While reading a journal article on the history of forensic entomology in southern Africa, an anecdote suddenly appeared reminding me that especially here in Africa, everything has cultural significance, and that I can learn new cultural ideas (and words) in a scientific journal. The paper shared the story of a Zimbabwean n’anga, or traditional healer, put on trial for the medicinal treatment he provided to a patients. When his potions were examined, entomologists identified significant amounts of blister beetle (see photo) parts; enough to cause internal trauma for his deceased patients. Given the opportunity to present a defense, the n’anga cross-examined the entomologist, asking if the amount of blister beetle parts necessary to cause internal trauma applied to Europeans or Africans. He maintained as part of his defense that Africans are “tougher” than Europeans.

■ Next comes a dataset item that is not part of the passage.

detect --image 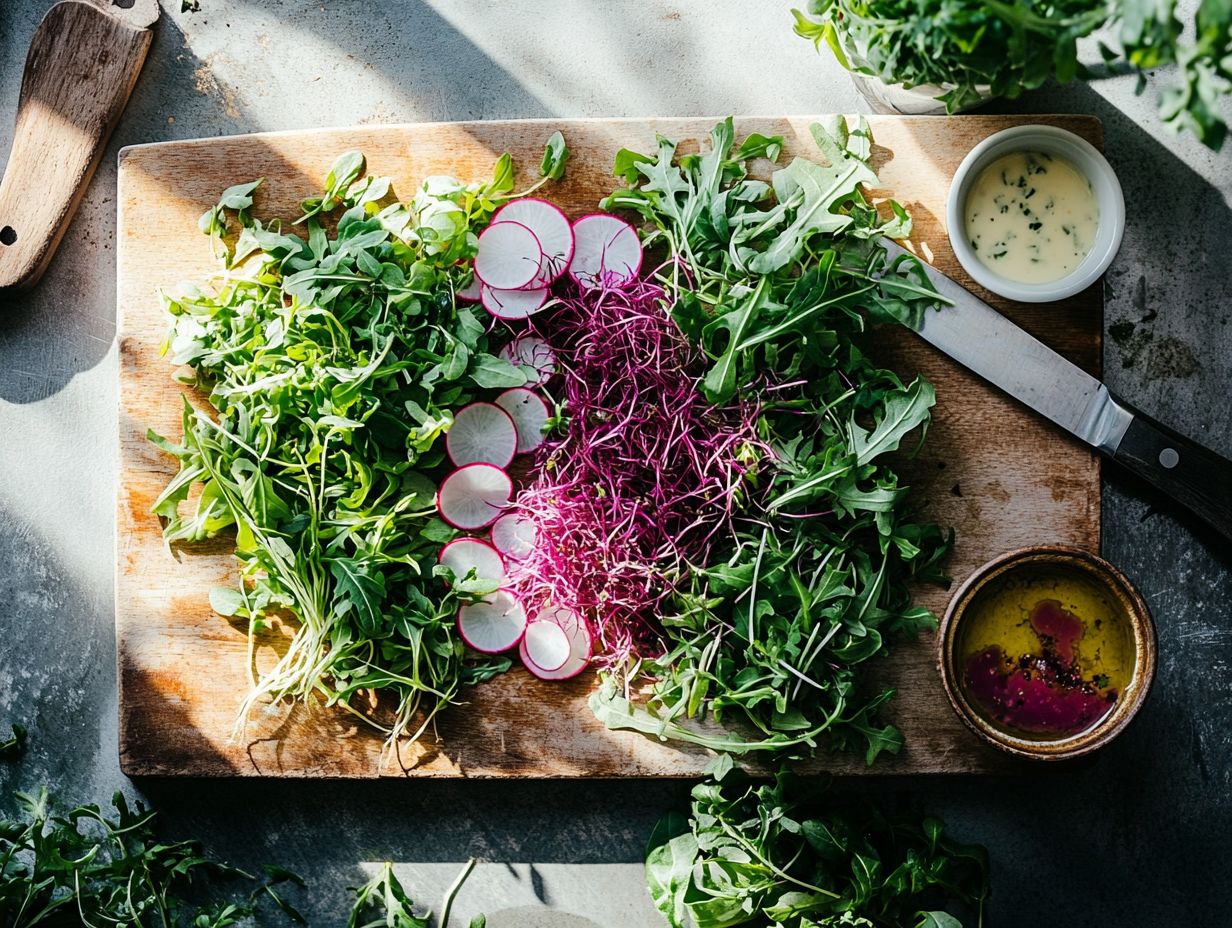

I had to pause and think for a few minutes about the story I had just read. Here I was reading a scientific journal article and I’m being presented with new cultural vocabulary and a blatant case of ethnocentrism. And of course I’m reading it in the country where one of the worst ethnocentric governments ceased to exist less than 30 years ago. It just gave me another dose of the perspective that I requested last week when we made our isivivane at Robben Island.